I decided to start with PAIX in Palo Alto, Calif. because of the number of networks there who want to peer with anyone they can. For a network like ours, with a very large number of end users (estimated at 500,000), peering with networks like Microsoft (MSN, Hotmail, etc) and Yahoo will offload significant amounts of traffic to less-expensive and better-performing connections that we have better control over. As we add peering in Chicago and on the East Coast next year, our ability to manage Internet connectivity will increase, as we further reduce our Internet bandwidth costs.

The financial troubles at many large ISPs and telcos have really changed the peering environment. Content providers such as Yahoo and MSN have started managing their own peering, and smaller service providers, enterprises and government organizations (like UEN) are now able to take advantage of peering. Companies like Equinix and PAIX are creating ecosystems around the exchange points they operate, where a number of very inexpensive bandwidth-related services (peering, distance peering, transit) are starting to crop up from various service providers. I think we will see more value-added services (security, content services, performance measurement and enhancement) offered at these exchanges in the near future.

Over the Christmas break I am installing the PAIX link (things do take a long time in government) and setting up our first peering relationships. I expect to offload about 20-30% of our Internet traffic to about 20-30 peers this week. We already offload about 10-15% of our Internet traffic to Internet2/Abilene, which is essentially a (much better) overlay network for education/research.

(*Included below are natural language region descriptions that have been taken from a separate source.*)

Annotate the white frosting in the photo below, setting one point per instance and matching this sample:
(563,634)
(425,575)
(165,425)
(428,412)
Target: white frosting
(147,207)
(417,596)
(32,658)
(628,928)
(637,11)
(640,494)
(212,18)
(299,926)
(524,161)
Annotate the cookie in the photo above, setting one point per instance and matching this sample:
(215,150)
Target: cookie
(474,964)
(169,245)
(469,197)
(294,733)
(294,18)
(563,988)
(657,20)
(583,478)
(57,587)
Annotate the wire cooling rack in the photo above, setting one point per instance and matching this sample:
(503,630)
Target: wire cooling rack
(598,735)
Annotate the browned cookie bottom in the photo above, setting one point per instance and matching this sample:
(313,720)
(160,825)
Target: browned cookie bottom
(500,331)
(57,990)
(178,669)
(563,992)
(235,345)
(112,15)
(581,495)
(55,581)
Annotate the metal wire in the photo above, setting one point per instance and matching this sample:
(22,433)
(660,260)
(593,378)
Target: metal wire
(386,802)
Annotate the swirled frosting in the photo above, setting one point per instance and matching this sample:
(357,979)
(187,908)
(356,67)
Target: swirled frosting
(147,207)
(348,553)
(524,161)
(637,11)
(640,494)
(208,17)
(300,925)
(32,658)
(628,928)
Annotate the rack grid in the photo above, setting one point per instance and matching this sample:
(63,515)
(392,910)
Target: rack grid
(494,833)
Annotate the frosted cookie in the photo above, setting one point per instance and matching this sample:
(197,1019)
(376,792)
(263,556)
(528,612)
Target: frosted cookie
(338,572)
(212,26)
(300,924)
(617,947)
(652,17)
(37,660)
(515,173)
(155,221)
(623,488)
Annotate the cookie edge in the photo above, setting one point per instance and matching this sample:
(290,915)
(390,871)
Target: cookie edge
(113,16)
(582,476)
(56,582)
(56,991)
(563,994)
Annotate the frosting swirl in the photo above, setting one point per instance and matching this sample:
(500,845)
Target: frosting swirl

UEN has also been promoting the CommIX for other local and regional peering needs. UEN has participated with the Utah CommIX since 1997, and has encouraged networks such as US West, Novell, and most recently TouchAmerica to peer locally. I have been working with local communities as they build municipal networks (broadband/fiber to the home), and have had some success with them adopting the CommIX model to facilitate inter-city connectivity. The Utah Valley Community Network is building a CommIX exchange with multiple locations throughout Utah County, where several cities, ISPs and UEN will peer. Hopefully other Utah cities will adopt a similar model.

I think it'll be interesting to watch what happens with national, regional and local peering over the next several years. As broadband gets deployed deeper into the network, and closer to the home, I think peering and exchange point services will become much more important to many more organizations.